The Loreto vineyard is an Abruzzo pergola plot located on a medium-high hillside with western exposure and using the dry method; the vines are almost 50 years of age and of massal selection, with an excellent ratio between active leaf surface and yield per hectare, resulting in musts with medium to high sugar content, balanced overall acidity, never excessive malic acid content and medium pH; harvests are early but higher in extracts. The wine obtained from this vineyard displays a reserve of body and aromatic potency in the final product, which is consequently more balanced and with a long finish.
The Loreto plot is recently planted and uses the row system with double Guyot pruning; it is located on a hillside with eastern exposure and the potential for irrigation, and characterised by a high number of plants per hectare and clusters per plant with low unit weight, resulting in musts with medium sugar content, higher total acidity and greater malic acid content, and slightly lower pH than musts obtained from the trellis system. The wine from this vineyard lends a note of greater freshness in flavour and finesse to the end product, making it more tangy and drinkable.
- The Fronte Cantina and Noce vineyards are located on medium to high hillsides with mainly eastern exposure and dry farming of vines from massal selection which are almost 50 years of age, and a good ratio between active leaf surface and yield per hectare. The two plots are in a cooler position and appear to be naturally more productive, with good phenolic development, which is lower than those previously mentioned, but capable of achieving good acid structure even in very dry years, resulting in aromatically interesting wines that are suitable for medium ageing. On the other hand, in rainy years they can give problems of delayed ripening, with consequent hygiene issues. In terms of the company’s product lines, crop planning includes Fronte Cantina Montepulciano Ciavolich or Divus in dry years, and Noce Montepulciano Ciavolich.
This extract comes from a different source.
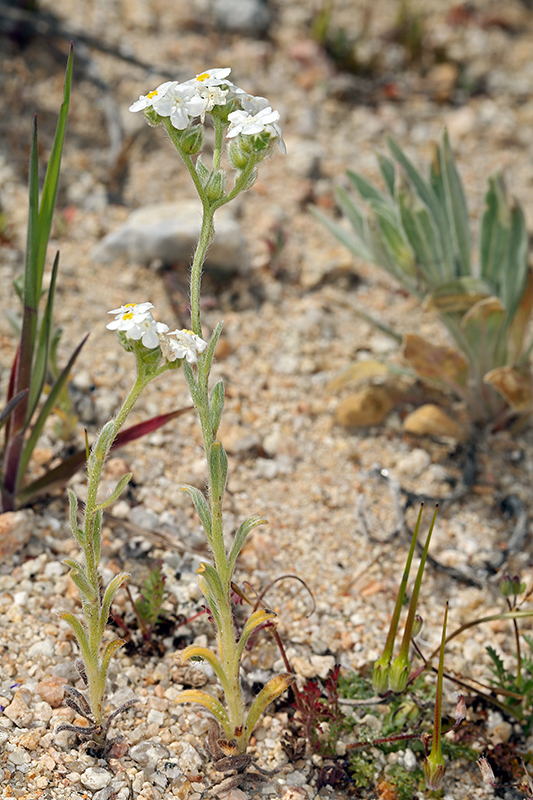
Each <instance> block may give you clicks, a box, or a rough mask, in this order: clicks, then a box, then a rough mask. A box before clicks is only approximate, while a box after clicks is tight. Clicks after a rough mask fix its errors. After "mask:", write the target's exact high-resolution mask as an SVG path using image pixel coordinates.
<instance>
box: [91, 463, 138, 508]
mask: <svg viewBox="0 0 533 800" xmlns="http://www.w3.org/2000/svg"><path fill="white" fill-rule="evenodd" d="M132 478H133V472H128V473H127V474H126V475H123V476H122V478H121V479H120V480H119V482H118V483H117V485H116V486H115V488H114V490H113V491H112V492H111V494H110V495H109V497H107V498H106V499H105V500H102V502H101V503H98V505H97V506H96V508H95V511H99V510H100V509H103V508H107V507H108V506H110V505H111V504H112V503H114V502H115V500H118V498H119V497H120V495H121V494H122V492H123V491H124V489H125V488H126V486H127V485H128V483H129V482H130V481H131V479H132Z"/></svg>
- The Sotto Cantina vineyard is located on medium to low hillsides with mainly western exposure and dry farming of vines from massal selection which are almost 40 years of age, and an adequate ratio between active leaf surface and yield per hectare. This plot, on poorer soil, appears naturally productive, with less phenolic development than the previously mentioned vineyards, but still capable of giving good acid structure and generally low pH, with wines suitable for short ageing. The compactness of the grape clusters grown here means that early harvests are required. In terms of the company’s product lines, crop planning includes Sotto Cantina rosÈs or Montepulciano Ciavolich in dry years.
Vineyard management follows the principle of complementarity (Pecorino and Trebbiano) or the valorisation of the intrinsic characteristics of the variety (Montepulciano), and is aimed at maximum characterisation for the company as well as diversification of the wines produced.